Claude 3.5 Model Card Addendum
What this is
Claude 3.5 Sonnet is a large language model released by Anthropic, documented in an addendum to the Claude 3 Model Card rather than a new standalone card. It supersedes Claude 3 Opus as Anthropic's most capable publicly released model while operating faster and at lower cost. The document version date is 2026-03-31.
Capabilities
Claude 3.5 Sonnet scores 59.4% on GPQA Diamond (0-shot CoT), 92.0% on HumanEval (0-shot), and 90.4% on MMLU (5-shot CoT), outperforming Claude 3 Opus on all benchmarks tested. On five vision benchmarks it achieves 95.2% on DocVQA, 90.8% on ChartQA, and 94.7% on AI2D. On an internal agentic coding evaluation it solves 64% of problems versus 38% for Claude 3 Opus, with tasks drawn from real pull requests to open source codebases. The model supports a 200k token context window, achieving 99.7% average recall on the Needle in a Haystack evaluation at that length.
Evaluation methodology
Anthropic tested the model on industry-standard benchmarks covering reasoning, math, coding, reading comprehension, and vision, including GPQA, MMLU, HumanEval, MATH, MathVista, ChartQA, DocVQA, and BIG-Bench Hard. Human preference win rates were gathered by asking raters to chat with models and score them on task-specific criteria, using Claude 3 Opus as the 50% baseline. Refusal calibration was measured using the Wildchat and XSTest datasets. The agentic coding evaluation ran in a secure sandboxed environment without internet access, with acceptance tests not visible to the model.
Safety testing
Anthropic conducted evaluations in CBRN, cybersecurity, and autonomous capabilities, with quantitative thresholds of concern defined for each domain that, if exceeded, would have triggered a council review and potential ASL escalation. The UK AISI conducted pre-deployment testing on a near-final model and shared results with the US AI Safety Institute under a bilateral Memorandum of Understanding. METR performed "an initial exploration of the model's autonomy-relevant capabilities." The card states "we observed an increase in capabilities in risk-relevant areas compared to Claude 3 Opus" but that Claude 3.5 Sonnet did not exceed any preset thresholds.
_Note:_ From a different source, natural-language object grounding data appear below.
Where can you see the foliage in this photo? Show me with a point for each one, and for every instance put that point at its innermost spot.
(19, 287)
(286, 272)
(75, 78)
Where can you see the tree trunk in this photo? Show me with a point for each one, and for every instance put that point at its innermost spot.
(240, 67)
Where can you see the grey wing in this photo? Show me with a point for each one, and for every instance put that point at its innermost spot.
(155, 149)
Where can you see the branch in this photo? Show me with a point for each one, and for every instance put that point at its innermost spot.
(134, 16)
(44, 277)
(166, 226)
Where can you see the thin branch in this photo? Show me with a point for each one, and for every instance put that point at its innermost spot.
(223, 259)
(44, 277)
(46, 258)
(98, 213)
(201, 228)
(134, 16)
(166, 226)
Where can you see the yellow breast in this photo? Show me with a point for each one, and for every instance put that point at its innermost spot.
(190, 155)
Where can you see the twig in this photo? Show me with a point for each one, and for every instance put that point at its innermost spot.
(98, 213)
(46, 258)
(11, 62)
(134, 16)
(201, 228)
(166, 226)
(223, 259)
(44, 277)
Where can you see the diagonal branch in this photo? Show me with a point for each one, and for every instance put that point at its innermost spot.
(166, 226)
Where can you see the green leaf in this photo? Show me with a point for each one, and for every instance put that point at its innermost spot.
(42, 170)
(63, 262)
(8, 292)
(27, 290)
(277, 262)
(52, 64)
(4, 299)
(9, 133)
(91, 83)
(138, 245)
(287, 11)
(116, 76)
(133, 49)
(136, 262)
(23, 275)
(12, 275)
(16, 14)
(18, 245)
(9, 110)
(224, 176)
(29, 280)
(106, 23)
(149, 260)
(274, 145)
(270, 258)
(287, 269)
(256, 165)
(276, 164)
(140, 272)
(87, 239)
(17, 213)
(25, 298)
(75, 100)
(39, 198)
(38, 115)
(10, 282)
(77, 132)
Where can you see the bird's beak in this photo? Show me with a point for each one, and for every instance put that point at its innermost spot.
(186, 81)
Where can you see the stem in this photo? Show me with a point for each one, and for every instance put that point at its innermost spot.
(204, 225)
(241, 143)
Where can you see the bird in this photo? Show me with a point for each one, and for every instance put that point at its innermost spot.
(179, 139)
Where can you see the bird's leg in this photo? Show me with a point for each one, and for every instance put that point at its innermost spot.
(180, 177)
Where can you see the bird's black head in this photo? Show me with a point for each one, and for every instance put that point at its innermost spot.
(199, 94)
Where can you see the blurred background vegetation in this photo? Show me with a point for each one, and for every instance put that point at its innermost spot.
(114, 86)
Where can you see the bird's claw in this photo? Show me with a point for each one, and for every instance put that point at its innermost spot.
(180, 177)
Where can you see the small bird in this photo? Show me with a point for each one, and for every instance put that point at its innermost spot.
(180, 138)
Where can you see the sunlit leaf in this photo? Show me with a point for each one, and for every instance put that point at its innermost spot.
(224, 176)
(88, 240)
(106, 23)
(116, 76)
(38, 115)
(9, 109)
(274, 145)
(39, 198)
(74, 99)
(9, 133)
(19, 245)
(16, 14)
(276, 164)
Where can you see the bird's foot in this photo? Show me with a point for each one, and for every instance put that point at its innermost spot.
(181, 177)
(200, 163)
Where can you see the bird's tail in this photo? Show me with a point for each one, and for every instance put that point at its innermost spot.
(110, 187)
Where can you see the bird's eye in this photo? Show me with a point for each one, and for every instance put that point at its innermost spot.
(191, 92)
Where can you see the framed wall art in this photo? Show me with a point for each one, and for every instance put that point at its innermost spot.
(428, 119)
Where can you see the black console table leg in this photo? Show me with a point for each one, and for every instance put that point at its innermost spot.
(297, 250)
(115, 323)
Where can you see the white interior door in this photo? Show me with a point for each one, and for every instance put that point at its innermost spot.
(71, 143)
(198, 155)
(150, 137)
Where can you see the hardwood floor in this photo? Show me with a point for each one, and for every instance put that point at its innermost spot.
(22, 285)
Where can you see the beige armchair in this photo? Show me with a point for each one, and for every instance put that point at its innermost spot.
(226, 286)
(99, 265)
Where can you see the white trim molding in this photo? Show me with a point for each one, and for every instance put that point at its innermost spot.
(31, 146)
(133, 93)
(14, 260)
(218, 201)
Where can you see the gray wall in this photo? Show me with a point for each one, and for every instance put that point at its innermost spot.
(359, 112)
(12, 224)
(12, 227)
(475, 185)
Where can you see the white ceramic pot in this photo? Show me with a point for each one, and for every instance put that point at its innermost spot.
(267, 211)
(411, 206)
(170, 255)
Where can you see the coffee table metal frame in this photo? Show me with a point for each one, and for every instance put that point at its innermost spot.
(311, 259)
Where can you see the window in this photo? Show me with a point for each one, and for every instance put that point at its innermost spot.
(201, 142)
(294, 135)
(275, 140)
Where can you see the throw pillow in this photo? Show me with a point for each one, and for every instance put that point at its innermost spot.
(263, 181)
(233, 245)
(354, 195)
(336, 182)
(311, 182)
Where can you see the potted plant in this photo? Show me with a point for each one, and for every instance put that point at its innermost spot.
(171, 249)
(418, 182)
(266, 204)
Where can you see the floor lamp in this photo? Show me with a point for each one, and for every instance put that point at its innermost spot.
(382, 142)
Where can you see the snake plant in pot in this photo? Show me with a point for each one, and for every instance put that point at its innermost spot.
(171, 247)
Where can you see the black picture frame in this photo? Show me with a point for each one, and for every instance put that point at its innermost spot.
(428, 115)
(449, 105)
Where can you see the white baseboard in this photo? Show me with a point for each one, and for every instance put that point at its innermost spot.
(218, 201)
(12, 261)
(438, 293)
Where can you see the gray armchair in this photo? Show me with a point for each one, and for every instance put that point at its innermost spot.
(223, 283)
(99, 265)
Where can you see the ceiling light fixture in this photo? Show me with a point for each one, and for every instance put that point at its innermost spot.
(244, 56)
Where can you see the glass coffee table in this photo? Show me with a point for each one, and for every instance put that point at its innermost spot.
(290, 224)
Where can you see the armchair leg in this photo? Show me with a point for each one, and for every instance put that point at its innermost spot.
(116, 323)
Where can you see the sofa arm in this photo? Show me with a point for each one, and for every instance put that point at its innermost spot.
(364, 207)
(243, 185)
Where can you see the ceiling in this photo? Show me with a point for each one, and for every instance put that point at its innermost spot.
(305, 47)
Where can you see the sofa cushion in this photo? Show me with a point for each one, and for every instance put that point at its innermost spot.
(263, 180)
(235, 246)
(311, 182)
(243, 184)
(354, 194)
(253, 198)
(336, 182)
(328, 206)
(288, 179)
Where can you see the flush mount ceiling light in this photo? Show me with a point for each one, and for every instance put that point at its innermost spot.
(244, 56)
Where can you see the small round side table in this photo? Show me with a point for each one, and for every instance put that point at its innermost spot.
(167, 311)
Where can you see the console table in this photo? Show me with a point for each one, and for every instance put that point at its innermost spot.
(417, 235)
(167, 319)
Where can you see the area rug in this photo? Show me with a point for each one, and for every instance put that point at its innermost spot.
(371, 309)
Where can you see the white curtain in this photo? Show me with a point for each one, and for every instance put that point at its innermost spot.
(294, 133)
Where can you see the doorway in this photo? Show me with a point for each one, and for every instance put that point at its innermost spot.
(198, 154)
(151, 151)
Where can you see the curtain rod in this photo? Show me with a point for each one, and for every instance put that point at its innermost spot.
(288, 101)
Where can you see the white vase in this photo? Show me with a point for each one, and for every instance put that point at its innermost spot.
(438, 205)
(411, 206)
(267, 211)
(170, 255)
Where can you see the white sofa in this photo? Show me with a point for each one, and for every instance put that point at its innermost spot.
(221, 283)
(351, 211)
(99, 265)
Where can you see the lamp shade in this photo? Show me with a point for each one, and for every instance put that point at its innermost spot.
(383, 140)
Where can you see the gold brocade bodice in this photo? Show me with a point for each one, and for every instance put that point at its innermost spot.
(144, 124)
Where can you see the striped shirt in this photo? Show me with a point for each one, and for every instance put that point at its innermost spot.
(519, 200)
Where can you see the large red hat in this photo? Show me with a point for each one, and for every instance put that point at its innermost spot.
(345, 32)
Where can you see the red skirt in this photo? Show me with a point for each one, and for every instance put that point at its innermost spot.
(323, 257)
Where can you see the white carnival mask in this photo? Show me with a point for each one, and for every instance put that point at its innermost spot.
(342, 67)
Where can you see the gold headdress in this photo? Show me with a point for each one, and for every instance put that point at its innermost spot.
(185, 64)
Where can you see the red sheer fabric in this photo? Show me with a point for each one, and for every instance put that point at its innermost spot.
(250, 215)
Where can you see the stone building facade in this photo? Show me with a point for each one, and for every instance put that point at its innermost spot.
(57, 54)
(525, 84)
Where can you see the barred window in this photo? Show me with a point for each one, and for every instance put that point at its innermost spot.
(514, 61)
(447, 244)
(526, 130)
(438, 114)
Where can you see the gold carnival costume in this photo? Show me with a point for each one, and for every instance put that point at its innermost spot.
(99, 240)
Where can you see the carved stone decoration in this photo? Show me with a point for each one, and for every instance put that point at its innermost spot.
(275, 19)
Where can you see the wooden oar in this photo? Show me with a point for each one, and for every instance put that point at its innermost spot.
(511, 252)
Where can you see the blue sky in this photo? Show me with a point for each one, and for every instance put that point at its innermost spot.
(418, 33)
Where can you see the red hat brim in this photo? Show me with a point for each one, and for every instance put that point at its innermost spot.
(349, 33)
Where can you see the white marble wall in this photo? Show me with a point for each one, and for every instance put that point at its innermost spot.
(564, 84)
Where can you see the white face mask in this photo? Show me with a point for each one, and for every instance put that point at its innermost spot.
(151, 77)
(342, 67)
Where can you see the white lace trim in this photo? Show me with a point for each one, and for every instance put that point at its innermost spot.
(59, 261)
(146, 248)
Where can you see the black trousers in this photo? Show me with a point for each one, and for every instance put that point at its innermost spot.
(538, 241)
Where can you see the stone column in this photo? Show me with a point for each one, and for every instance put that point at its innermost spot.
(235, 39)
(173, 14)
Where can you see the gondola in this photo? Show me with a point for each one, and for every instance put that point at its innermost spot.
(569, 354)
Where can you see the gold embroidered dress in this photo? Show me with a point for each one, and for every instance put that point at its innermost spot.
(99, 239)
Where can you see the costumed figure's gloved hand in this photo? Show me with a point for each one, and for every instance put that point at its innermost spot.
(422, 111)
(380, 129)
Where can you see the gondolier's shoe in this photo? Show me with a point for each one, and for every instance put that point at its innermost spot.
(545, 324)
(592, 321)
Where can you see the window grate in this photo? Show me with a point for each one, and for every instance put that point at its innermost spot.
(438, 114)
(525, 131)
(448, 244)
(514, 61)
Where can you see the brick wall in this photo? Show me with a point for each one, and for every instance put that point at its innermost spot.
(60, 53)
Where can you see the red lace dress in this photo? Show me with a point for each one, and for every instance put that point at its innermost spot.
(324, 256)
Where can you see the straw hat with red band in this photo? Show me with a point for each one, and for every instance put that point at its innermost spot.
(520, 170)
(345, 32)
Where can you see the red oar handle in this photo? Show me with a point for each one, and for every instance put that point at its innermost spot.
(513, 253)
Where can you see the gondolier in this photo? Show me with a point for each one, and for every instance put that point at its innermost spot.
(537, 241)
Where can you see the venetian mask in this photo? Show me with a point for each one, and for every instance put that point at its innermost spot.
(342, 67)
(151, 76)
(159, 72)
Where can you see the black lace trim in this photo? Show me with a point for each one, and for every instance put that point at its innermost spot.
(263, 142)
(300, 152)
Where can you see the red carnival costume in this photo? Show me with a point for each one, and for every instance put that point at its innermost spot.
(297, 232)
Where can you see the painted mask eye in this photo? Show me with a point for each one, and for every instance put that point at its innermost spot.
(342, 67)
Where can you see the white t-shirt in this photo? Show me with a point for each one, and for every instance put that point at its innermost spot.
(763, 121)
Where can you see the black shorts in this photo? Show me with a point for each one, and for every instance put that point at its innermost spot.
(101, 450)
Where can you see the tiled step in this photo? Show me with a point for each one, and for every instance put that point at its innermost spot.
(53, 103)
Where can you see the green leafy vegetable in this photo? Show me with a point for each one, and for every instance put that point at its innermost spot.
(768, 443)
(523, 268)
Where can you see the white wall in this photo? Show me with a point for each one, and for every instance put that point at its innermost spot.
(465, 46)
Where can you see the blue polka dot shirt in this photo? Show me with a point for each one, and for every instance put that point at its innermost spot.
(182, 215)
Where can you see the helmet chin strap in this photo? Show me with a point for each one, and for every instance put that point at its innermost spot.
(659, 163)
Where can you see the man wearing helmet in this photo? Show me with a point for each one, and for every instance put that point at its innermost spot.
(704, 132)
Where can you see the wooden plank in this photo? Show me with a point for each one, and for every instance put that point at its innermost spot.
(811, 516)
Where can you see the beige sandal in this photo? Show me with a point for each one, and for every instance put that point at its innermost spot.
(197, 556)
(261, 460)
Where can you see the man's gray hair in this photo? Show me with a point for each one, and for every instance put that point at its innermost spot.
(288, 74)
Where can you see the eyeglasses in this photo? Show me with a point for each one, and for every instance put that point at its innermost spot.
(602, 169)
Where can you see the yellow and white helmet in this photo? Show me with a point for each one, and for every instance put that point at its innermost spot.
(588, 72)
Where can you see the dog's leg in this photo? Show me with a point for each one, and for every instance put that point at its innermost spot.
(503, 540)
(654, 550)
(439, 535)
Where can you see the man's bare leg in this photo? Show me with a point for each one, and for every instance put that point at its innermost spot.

The model does not trigger the 4x effective compute threshold that would require Anthropic's full RSP evaluation protocol, though Anthropic states it conducts safety testing voluntarily regardless.
Mitigations
Claude 3.5 Sonnet is trained with Helpful, Honest, and Harmless (HHH) alignment, yielding a 96.4% correct refusal rate on toxic Wildchat prompts and only a 1.7% incorrect refusal rate on XSTest. The card states the model "refused ASL-3 harmful queries adequately to substantially reduce its usefulness for clearly harmful queries." Anthropic classifies the model at ASL-2 under its Responsible Scaling Policy, indicating it does not pose risk of catastrophic harm. No additional deployment-time classifiers or tiered access controls are described in this document.
Deployment and access
The card does not disclose licensing terms, API pricing structure, or specific access restrictions. It notes the model is available at faster speed and lower cost than Claude 3 Opus. No further deployment details are provided in this document.
Limitations
The card acknowledges that HHH alignment training "may cause it to hedge concerning answers," meaning capability evaluations could underestimate an equivalent helpful-only model's performance. Anthropic states "we still have a lot to learn about the science of evaluations and ideal cadences for performing these tests." No other performance limitations or failure modes are flagged by the lab in this document.
What's new
This document is an addendum to the Claude 3 Model Card and does not contain a versioned changelog. Relative to Claude 3 Opus, the key reported deltas are a 26-percentage-point gain on the internal agentic coding evaluation (64% vs. 38%), improved scores across all five vision benchmarks tested, and substantially better refusal calibration on XSTest (1.7% incorrect refusals vs. 8.3% for Opus). Human raters preferred Claude 3.5 Sonnet over Opus across all evaluated task categories, with domain-expert win rates reaching 82% in Law and 73% in Finance and Philosophy.